Singing intimately is almost like thinking into a microphone, so it helps to have the song buried inside you.
The whole music world is based on the young, the very young people.
Nobody has communicated with the public more than Lady Gaga. Ever. I trust the audience, and I’m very impressed. As far as they’re concerned, she’s part of their family. The only guy who ever did that was Bing Crosby, years ago.
Every week, as an 11-year-old kid, I would tune in to what was really the first American Idol-type program, a radio show called ‘Major Bowes’ Amateur Hour.’ The winning group on the evening of September 8, 1935, was called the Hoboken Four, and their spokesman was Frank Sinatra, then aged 19.
I respected Ella Fitzgerald, Nat King Cole and Frank Sinatra. Those were my heroes, and they were 10 years older than I was.
Lady Gaga is the Picasso of the entertainment world. She’s very intelligent.
If something is good, it’s always good. You don’t have to change it.
I’d like to prove that if you take care of yourself, you can actually not regret the fact that you’ve become an old-timer, but you can just still improve and actually get better.
I want to try to prove that at 100, I could sing as well as I was singing when I was 45 or 43.
I was taught never to compromise: to never sing a cheap song. I never look down at the audience and think that they are ignorant or think that I’m more intelligent than they are. To think otherwise is totally incorrect and runs contrary to everything I was raised to believe.
I was possessed with a wonderful example of my Italian American family. They would come over and join us every Sunday, all my aunts and uncles and nephews and nieces, and I would sing for them.
Presley is country music, white music. Jazz is black music – it was invented by the blacks in New Orleans. And I’m really a jazz singer. I was impressed with Elvis – he was the handsomest guy I ever met in my life, and a very nice person, too. But the music doesn’t impress me.

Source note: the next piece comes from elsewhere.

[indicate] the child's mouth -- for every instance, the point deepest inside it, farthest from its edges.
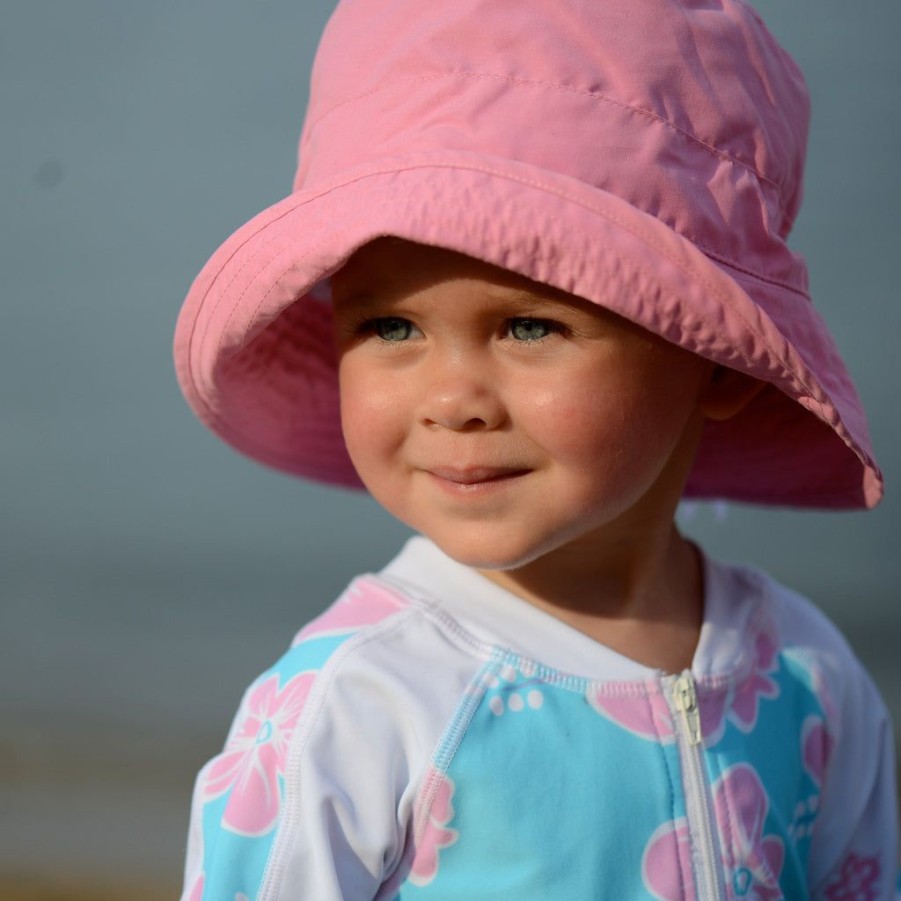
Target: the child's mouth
(473, 478)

In America, at the beginning of talkies, they pulled Fred Astaire from the theaters and put him on the screen and had all of these great composers write songs for him. They call it the Great American Songbook; I call it the Fred Astaire Songbook because they were written for him.
I study nature, and I realize that no matter how much you learn, you can’t top nature.
To work is to feel alive.
When you hear a great two-track of a performance in Carnegie Hall, let’s say, it sounds like you’re right there at that moment. It’s true to reality. And the closer it gets, once it gets too technical, it becomes very tinny to hear notes. It doesn’t sound right. It has to be natural.
The singers who are the most honest are the ones who become immortalized.
I don’t sing operatically, and I sing very intimately, but I still do the scales, and I think in terms of intonation and making sure that I’m hitting the notes right on the head… and having it appear quite effortless.
Never treat the audience disrespectfully.
I’ll never retire.
I loved my mom so much because she had to work on a penny just to put food on the table… During the Depression in the United States, everybody had a tough time. And I was so hurt because she was crying that she didn’t have any food for us for Thanksgiving.
I grew up in an era where the record companies just sold records to everybody, and the whole family bought songs. Today, record companies are failing because they are putting their accent just on the young, and I think that’s rather silly.
For many years, I’ve always been attached to what they call the Great American Songbook, and Kern was a great leader of that because he had the classical training of Europe. He impressed all the greatest composers, like Cole Porter and Gershwin. They couldn’t believe he was writing the songs he was writing.